DEDGOOSE turned me onto loading TSS and I am thankful he did. Yes you can kill turkeys with lead and any HTL, but for the 1 shell you use in Michigan a year, why not just go the TSS route and have the enjoyment of reloading it. 

I also did it so I could load a softer recoiling and better patterning load for the kids since I wasn't keen on anything else on the market for young kids.

No need for a reloader, just scale, dowel rod and a roll crimper for the drill press.

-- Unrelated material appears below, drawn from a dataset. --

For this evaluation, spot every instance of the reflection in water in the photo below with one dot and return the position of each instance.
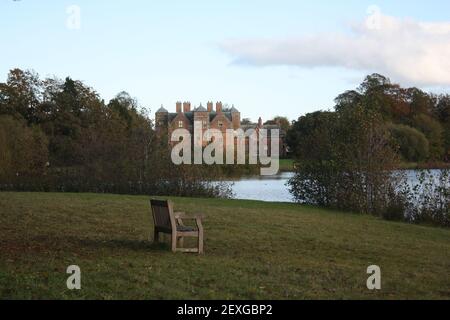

This spring, I'm going to try to open the choke up on the 20 and get a more kid friendly, larger, pattern. May have to go down to an improved cylinder for a pattern that could still kill out to 50yds but open up quick enough to get a larger pattern at 20yds. When I was shooting last spring at 20yds, your basically talking a pattern the size of your fist with the Indian Creek .562 choke. If the kids get shot in the breast so be it, it will give them the best chance possible for success. From the reading on what some of the other guys reloading TSS are up to, I would not hesitate to go to the 28ga or .410 either. If I owned a 28ga, I'd probably be reloading for that over the 20ga. I'm considering just going with the 1 1/8oz load for both the kids and I this year and not waste the shot in stepping up to the 1 5/8oz load.

These pics are from the 20ga.


----------



## slowpoke

No need for a reloader, just scale, dowel rod and a roll crimper for the drill press.

I'm interested in loading turkey loads like this. Any videos (like Youtube)??


----------



## TSS Caddis

There are video's but it really isn't rocket science. If you think about it, a progressive reloader is just automating what you can do by hand.

I can only relay what I do. 

If using new hulls, they are already primed.
Weigh out the grains of powder per the recipe and dump it in
Put the wad in and seat it firmly with the dowel rod
If the recipe requires, cut and add mylar wrap
Add any felt or cork spacers needed per the recipe and seat with the dowel
Weigh out the shot and pour it in
If the recipe requires, weigh out the buffer and tap it into the shell
Top with any felt spacers or extra buffer to get it to within something like 1/8" from the top of the hull
Weigh the shell to make sure you didn't forget anything :lol:
Add the overshot card, put it under the roll crimper on the drill press and done.

Some times in reloading the 1 1/8oz load I'll just use some once fired hulls and use the reloader to crimp.


----------



## John Singer

I will freely admit that I cannot get patterns like that with lead.

That is amazing.


----------



## TSS Caddis

John Singer said:


> I will freely admit that I cannot get patterns like that with lead.
> 
> That is amazing.


Anyone can dominate patterns with Hal's TSS recipe's. I'm just a trained monkey that can follow instructions.


----------